Que eres tú, por supuesto. De modo que habrá toda una parte de tu vida que no podrás compartir con una familia. Es duro, Jonás. Para mí era duro.
—¿Tú entiendes, verdad, que esto es mi vida? ¿Los recuerdos?
Jonás volvió a asentir, pero se extrañó. ¿No consistía la vida en las cosas que uno hacía cada día? Realmente, no había nada más.
—Yo le he visto a usted dar paseos —dijo.
El Dador suspiró.
—Doy paseos. Y como a las horas de comer. Y cuando me llama el Comité de Ancianos, comparezco ante ellos para darles consejo y orientación.

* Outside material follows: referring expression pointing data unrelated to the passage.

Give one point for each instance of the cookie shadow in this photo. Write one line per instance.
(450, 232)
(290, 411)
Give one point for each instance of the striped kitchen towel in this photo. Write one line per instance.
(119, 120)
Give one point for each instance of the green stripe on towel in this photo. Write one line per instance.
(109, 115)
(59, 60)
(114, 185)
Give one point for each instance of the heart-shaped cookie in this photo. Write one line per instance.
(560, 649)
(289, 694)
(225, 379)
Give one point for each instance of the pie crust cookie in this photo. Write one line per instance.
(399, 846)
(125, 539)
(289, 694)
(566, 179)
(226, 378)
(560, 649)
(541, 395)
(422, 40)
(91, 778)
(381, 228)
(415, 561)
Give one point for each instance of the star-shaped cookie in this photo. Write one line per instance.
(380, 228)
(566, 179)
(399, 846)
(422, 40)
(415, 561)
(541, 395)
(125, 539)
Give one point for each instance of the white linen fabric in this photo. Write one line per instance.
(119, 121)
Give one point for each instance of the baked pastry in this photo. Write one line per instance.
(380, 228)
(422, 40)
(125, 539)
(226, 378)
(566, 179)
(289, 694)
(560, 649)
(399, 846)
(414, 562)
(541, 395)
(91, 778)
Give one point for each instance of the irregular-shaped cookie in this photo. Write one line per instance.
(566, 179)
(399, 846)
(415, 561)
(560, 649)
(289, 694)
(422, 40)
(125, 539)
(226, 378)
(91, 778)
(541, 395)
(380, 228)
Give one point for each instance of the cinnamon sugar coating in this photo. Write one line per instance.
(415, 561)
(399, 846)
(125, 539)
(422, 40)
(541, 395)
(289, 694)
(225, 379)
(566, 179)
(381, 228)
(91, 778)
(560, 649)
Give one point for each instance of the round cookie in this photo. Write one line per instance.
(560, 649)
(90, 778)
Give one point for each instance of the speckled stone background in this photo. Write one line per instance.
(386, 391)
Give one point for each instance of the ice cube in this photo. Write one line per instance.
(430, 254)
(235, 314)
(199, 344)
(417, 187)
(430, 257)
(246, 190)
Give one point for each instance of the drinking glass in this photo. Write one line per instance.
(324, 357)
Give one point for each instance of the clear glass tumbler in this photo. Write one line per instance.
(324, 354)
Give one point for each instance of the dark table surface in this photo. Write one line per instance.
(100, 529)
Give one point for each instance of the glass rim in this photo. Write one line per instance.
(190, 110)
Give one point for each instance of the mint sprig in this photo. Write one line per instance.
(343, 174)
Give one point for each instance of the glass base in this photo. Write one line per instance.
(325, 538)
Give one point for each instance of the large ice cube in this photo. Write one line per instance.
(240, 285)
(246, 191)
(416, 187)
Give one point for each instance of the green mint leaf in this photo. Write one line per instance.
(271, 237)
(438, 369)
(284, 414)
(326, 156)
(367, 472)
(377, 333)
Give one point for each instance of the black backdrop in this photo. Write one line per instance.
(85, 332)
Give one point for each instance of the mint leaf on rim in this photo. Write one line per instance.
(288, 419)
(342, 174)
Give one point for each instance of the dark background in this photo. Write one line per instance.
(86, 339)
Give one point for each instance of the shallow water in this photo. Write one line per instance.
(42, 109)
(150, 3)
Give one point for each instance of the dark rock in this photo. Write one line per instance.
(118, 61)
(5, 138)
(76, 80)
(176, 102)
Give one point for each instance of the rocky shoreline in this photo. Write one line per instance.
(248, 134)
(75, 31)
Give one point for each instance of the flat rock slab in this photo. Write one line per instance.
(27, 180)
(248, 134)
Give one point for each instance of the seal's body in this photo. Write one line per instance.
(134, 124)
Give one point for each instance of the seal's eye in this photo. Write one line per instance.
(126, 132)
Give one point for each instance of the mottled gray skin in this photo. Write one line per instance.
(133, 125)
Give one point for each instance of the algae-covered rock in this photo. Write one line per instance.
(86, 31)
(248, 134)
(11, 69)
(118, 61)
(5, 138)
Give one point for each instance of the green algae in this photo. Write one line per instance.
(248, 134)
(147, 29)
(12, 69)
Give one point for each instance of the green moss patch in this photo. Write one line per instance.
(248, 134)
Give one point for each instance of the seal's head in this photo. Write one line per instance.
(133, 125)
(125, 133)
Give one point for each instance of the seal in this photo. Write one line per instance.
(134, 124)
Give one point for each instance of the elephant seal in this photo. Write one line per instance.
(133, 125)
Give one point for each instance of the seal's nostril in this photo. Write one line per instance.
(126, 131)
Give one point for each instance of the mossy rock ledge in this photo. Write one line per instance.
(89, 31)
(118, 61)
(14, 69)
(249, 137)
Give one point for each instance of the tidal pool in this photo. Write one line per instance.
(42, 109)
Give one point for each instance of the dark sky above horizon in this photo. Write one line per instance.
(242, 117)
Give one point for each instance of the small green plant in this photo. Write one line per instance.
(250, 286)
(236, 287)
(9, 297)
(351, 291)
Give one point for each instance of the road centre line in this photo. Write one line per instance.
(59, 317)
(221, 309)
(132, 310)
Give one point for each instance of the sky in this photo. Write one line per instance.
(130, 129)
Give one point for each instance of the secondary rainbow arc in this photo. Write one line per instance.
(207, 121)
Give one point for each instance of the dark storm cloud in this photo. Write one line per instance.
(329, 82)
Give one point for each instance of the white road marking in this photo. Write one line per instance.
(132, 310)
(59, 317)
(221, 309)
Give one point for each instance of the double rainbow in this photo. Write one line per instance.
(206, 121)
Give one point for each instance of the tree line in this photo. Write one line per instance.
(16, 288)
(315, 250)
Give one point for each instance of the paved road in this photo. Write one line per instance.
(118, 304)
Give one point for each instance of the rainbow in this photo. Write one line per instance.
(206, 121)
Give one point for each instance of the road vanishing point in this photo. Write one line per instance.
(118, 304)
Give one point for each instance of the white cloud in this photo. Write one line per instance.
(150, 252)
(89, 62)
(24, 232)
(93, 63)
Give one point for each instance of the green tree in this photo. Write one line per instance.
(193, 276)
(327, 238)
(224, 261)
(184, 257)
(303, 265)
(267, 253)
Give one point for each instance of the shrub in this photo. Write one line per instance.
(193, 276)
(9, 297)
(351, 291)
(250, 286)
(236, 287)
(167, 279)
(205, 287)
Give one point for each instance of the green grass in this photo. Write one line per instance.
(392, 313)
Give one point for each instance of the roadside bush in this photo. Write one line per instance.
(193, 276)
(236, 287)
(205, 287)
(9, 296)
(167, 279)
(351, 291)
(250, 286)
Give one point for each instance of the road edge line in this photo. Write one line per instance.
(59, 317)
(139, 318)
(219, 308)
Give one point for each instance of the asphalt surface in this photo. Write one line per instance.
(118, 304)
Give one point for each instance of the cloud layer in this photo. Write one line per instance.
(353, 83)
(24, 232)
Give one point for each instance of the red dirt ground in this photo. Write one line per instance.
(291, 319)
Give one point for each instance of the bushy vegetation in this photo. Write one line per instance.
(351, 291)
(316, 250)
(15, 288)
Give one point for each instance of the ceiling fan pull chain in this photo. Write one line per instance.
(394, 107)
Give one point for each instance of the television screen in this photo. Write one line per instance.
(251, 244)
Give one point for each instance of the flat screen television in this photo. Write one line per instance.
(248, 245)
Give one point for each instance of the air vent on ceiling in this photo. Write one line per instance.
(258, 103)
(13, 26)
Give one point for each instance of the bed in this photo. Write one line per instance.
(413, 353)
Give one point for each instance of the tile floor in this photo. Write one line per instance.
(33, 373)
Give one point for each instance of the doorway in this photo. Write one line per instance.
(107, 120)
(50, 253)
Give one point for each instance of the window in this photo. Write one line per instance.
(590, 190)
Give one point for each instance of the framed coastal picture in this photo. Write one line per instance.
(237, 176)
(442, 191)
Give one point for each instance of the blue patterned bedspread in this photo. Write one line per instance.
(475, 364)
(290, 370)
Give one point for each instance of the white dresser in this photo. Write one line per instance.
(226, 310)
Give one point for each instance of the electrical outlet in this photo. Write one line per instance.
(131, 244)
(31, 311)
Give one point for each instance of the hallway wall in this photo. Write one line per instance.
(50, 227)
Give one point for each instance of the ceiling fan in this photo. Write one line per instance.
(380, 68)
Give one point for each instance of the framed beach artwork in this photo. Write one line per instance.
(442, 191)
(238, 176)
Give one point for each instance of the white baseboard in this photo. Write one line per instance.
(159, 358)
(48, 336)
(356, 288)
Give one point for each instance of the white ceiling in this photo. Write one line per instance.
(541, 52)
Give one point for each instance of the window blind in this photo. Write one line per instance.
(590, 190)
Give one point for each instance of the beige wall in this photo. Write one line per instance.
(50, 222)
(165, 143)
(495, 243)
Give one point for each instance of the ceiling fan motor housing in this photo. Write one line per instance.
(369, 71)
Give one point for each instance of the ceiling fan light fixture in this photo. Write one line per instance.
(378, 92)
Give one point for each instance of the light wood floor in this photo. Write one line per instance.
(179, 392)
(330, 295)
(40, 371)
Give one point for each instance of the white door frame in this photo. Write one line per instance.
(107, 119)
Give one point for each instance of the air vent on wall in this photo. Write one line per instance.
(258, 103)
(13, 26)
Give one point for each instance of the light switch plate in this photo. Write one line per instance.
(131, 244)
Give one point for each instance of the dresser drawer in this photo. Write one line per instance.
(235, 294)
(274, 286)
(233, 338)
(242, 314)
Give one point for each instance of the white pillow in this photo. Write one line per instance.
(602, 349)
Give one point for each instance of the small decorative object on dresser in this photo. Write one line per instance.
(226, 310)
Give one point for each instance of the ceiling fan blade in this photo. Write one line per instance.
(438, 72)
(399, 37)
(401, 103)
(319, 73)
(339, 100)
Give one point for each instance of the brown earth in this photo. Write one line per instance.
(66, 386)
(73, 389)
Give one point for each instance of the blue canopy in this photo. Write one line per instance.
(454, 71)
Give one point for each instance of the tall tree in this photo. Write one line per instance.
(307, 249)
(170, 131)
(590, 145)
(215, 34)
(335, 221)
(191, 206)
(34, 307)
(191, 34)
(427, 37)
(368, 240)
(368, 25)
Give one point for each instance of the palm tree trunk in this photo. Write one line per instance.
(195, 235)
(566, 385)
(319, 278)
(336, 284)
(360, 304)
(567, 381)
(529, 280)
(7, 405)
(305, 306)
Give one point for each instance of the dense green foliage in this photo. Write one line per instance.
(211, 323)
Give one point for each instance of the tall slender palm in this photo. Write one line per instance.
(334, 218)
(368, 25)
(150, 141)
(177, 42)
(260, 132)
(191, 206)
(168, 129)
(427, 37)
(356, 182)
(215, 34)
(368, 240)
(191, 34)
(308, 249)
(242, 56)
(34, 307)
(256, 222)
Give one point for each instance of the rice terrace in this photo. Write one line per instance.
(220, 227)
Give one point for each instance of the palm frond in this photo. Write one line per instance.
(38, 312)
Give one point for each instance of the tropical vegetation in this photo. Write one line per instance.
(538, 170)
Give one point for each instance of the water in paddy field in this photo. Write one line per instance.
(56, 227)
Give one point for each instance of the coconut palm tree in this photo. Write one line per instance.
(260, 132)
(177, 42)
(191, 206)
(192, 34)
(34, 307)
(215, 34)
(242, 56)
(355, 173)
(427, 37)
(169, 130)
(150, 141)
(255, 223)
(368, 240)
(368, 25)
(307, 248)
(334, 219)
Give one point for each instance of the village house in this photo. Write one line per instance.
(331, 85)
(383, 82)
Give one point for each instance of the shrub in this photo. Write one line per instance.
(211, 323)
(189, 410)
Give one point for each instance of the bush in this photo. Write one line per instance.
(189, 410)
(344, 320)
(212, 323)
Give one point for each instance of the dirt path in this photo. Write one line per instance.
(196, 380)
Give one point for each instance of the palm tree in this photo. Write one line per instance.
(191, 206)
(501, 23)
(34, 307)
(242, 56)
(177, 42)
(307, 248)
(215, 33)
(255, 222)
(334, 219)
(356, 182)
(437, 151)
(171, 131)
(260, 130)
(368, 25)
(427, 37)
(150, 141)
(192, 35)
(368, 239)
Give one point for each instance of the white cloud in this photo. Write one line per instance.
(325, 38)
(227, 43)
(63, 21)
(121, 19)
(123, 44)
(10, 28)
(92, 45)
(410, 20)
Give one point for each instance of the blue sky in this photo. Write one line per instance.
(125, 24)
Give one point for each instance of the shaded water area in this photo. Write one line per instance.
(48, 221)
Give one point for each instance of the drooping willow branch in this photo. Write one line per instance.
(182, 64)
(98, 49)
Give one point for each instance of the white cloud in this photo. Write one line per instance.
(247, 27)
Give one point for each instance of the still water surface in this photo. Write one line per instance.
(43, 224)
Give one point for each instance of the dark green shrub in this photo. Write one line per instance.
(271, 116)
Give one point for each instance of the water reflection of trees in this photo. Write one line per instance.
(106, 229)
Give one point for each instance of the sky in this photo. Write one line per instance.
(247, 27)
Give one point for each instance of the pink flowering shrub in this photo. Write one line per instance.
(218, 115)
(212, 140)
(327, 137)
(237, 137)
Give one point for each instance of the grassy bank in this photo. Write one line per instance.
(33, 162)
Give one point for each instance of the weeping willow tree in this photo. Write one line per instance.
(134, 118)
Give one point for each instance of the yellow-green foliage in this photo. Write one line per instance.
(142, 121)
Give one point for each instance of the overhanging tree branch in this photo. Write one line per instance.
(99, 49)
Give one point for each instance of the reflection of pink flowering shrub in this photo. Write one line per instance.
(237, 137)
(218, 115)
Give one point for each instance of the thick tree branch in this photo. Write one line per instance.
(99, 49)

—¿Los aconseja usted muy a menudo?
A Jonás le asustaba un poco pensar que un día tendría que ser él quien diera consejo al Órgano de Gobierno.
Pero el Dador dijo que no.
—Rara vez. Sólo cuando se encuentran con algo que no han experimentado anteriormente. Entonces me llaman para que utilice los recuerdos y les aconseje. Pero pasa muy raramente. A veces me gustaría que solicitaran mi sabiduría con más frecuencia: son tantas las cosas que les podría contar, tantas las cosas que me gustaría que cambiaran. Pero no quieren cambios. La vida aquí es tan ordenada, tan previsible; tan indolora. Es lo que han elegido.
—Pues entonces, no sé para qué necesitan siquiera un Receptor, si no le llaman nunca —comentó Jonás.
—A mí me necesitan. Y a ti —dijo el Dador, pero no explicó—. Eso se les recordó hace diez años.
—¿Qué pasó hace diez años? —preguntó Jonás—. Ah, ya sé. Quiso usted formar a un sucesor y salió mal. ¿Por qué? ¿Por qué se lo recordó eso?